Bujinkan India: memories of a fantastic experience

Dear Buyu from India, I first want to deeply thank you for the profound sense of community I found here in Bangalore sharing my thoughts, interpretations and movements with you. I often give seminars around the world, but the quality of the depth of the commitment I encountered here, was really refreshing to me. And I want to thank you all for this as it is the promise of a successful future for the Bujinkan community of India.A Dojo is complex mix between a teacher and his students. If the teacher is evolving the students are improving, and a group of dedicated students evolving positively pushes the teacher to improve his skills even more. After such a small training time, you have achieved this mix better than in many Dojo I have been teaching to.Reading your comments about the seminar on the Shidoshikai forum, I found that many of you were expecting something different, maybe something including more pain. Pain is important in the learning phase of Budo but it is not the most important thing. Physical pain is an accepted consequence of the training but it is nothing compared to psychological pain. And maybe you have got a glimpse of that during these four days. This is the best lesson you could learn.
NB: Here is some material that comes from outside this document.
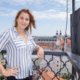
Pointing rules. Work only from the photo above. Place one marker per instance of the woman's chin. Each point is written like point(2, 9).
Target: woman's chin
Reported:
point(23, 27)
Even if our seminar was dedicated to Ninpo, the theme for 2008, many comments speak about how this seminar has (or is going to) improve your basics in Ukemi, Uke Nagashi and Sanshin no Kata. In one of the many late discussions I had, we came to the understanding that everything we do in the Bujinkan has to be easy if we want it to be natural. Water will always find the simplest path to the sea; this is the same with our Budo. If you cannot do a movement it is often because your thinking process is blocking the way as a dam would do it to a small river flow.

Please don’t stop, keep going you are heading towards what real Budo is. Your energy and willingness to improve is an example for all Bujinkan members all over the world, be proud of it. The waythe group  has been structured and taught  explains it but without your willingness to learn, nothing would have been achieved so beautifully.

Someone quoting me wrote: “Noise on the mats is pain outside”. It seems to have been the seminar’s motto. The Dojo is the place where you can make all the mistakes you need to get things correctly. As we explained it several times, you are allowed to make mistakes in the Dojo in order to, hopefully, avoid them in Jissen (true fight) and in Jissen (real life). The Bujinkan is teaching us to become real human beings, living a full and happy life.

After a week in India with you, I came to understand even better the power of what Hatsumi Sensei is teaching us, life. Life is what struck me while I was there. India is a boiling, fast expanding and blooming country that is going to be of major importance for the world in a very near future.

This dynamism is also present in your training and I honestly loved teaching your group. I hope there will be more other seminars like that to follow this first one. I can say that I learnt as much as you did. This is the best lesson of “Shikin Haramitsu Daikomyo” I was ever given. Thank you all for this present.

I want to thank you all for your time and hospitality in Bangalore; for the many exchanges we have had during this week; and for making us feel at home. We feel richer after this trip than ever before.